Stocks are following the same playbook they did in 2006, and rate cuts might not be the rocket fuel investors are hoping for, Morgan Stanley’s CIO says

  • The outlook for stocks looks similar to 2006, Morgan Stanley's Mike Wilson said in a note.
  • This is because markets expect a rate cut as the economic cycle slows.
  • Investors hoping for 1984-style stock gains will likely be disappointed, Wilson warned.

The stock market is following the same playbook as 17 years ago, and investors hoping the Fed's rate cuts will lead to another huge rally in stocks may be slightly disappointed, according to Morgan Stanley chief investment officer Mike Wilson.

Wilson highlighted the strong rally in stocks so far this year, with the S&P 500 up 19% since the start of 2023. The benchmark just finished November with its best performance of the year in a sign that investors are They are becoming optimistic. he prospect of rate cuts by the Federal Reserve.
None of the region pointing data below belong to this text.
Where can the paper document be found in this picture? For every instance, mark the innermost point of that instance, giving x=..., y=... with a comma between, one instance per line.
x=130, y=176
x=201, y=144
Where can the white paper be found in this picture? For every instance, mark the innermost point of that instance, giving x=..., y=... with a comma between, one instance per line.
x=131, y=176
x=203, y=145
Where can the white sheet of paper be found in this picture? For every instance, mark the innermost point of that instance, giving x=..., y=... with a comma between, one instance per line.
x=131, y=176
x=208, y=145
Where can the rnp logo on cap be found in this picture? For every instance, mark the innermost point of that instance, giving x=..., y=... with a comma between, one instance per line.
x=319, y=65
But investors could be getting their hopes up, as markets are anticipating rate cuts in the future. last stage of the economic cycle, a time when growth tends to slow and the economy is at risk of falling into a recession. That could set stocks up for lower-than-expected returns as the Federal Reserve cuts interest rates. This dynamic was on display in 2006 and later in 2018, when late-cycle cuts in both years led to stock returns of around 14% over the next 12 months.

Those gains are slight compared to early- and mid-cycle rate cuts, which have traditionally generated higher returns. This was the case in 1984, when lower rates sent stocks up 25% over the next year, and in 1994, when stocks returned 34% in the year after a rate cut.
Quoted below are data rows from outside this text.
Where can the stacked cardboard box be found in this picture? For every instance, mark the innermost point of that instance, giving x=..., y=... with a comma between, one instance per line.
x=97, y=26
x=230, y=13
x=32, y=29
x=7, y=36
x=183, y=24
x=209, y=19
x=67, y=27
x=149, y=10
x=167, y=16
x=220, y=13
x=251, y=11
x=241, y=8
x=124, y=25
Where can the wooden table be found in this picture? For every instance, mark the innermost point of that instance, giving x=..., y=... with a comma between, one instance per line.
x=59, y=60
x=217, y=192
"The 12 months after 2006 and 2018 offered attractive returns, but those (late cycle) return environments appear modest compared to the 1984 and 1994 cases," Wilson said in a note Monday.

"In our view, 2023 has represented a late period in the cycle. This is why quality large caps have outperformed and why Friday's rally in small caps and of lower quality is maintained in the medium term," he added later.

Morgan Stanley strategists said they were open to changing their thesis from the last cycle, but pointed to weakening conditions in the labor market, with the Conference Board Employment Trends Index moving downward over the past year. This is inconsistent with mid-cycle years like 1984 and 1994, when the index saw a slight increase.

Wilson has been one of the most bearish forecasters on Wall Street this year and has repeatedly warned that stock gains are part of a bear market rally. That will keep stocks relatively stable in 2024, Wilson predicted in his 2024 outlook, unlike other banks, which are betting on The S&P 500 sets a new all-time high.